Metadata-Version: 2.1
Name: pybasicdtw
Version: 0.0.4
Summary: A readable dynamic time warping library.
Project-URL: Homepage, https://github.com/UomoCaffeLatte/PyBasicDTW
Author-email: Nikhil Reji <nikhil.reji@live.co.uk>
License: MIT License
        
        Copyright (c) [year] [fullname]
        
        Permission is hereby granted, free of charge, to any person obtaining a copy
        of this software and associated documentation files (the "Software"), to deal
        in the Software without restriction, including without limitation the rights
        to use, copy, modify, merge, publish, distribute, sublicense, and/or sell
        copies of the Software, and to permit persons to whom the Software is
        furnished to do so, subject to the following conditions:
        
        The above copyright notice and this permission notice shall be included in all
        copies or substantial portions of the Software.
        
        THE SOFTWARE IS PROVIDED "AS IS", WITHOUT WARRANTY OF ANY KIND, EXPRESS OR
        IMPLIED, INCLUDING BUT NOT LIMITED TO THE WARRANTIES OF MERCHANTABILITY,
        FITNESS FOR A PARTICULAR PURPOSE AND NONINFRINGEMENT. IN NO EVENT SHALL THE
        AUTHORS OR COPYRIGHT HOLDERS BE LIABLE FOR ANY CLAIM, DAMAGES OR OTHER
        LIABILITY, WHETHER IN AN ACTION OF CONTRACT, TORT OR OTHERWISE, ARISING FROM,
        OUT OF OR IN CONNECTION WITH THE SOFTWARE OR THE USE OR OTHER DEALINGS IN THE
        SOFTWARE.
Classifier: License :: OSI Approved :: MIT License
Classifier: Operating System :: OS Independent
Classifier: Programming Language :: Python :: 3
Requires-Python: >=3.7
Description-Content-Type: text/markdown

# PyBasicDTW
A readable dynamic time warping (dtw) library that performs classical dtw and subsequence dtw.

### Features
- Classical DTW: Finds the similarity between two sequences
- Subsequence DTW: Finds the most similar subsequence in one sequences that matches the other sequence.
- Multidimension sequences supported
- Customisable dimension weighting
- Customisable step pattern and weights
- Customisable distance metrics
- Various plotting (FUTURE WORK)

## Dependencies
- Numpy
- Matplotlib

# Quick Start

First install pybasicdtw and dependencies using pip (COMING SOON)

```
 pip install pybasicdtw
```

Create a new python script and import the pybasicdtw modules.

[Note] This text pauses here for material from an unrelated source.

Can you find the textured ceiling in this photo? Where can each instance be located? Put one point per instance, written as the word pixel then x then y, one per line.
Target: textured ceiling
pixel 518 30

The following steps will be split between classical and subsequence dtw.

### 1. Classical DTW
Import the required classes.
``` python
    from PyBasicDTW import DTW, DistanceMetric, StepPattern
```
**Distance Metric** argument can be of any callable type with two numpy array inputs and one numpy array output. Typically this is a lambda function, which you can create yourself or use ones provided using the DistanceMetric class.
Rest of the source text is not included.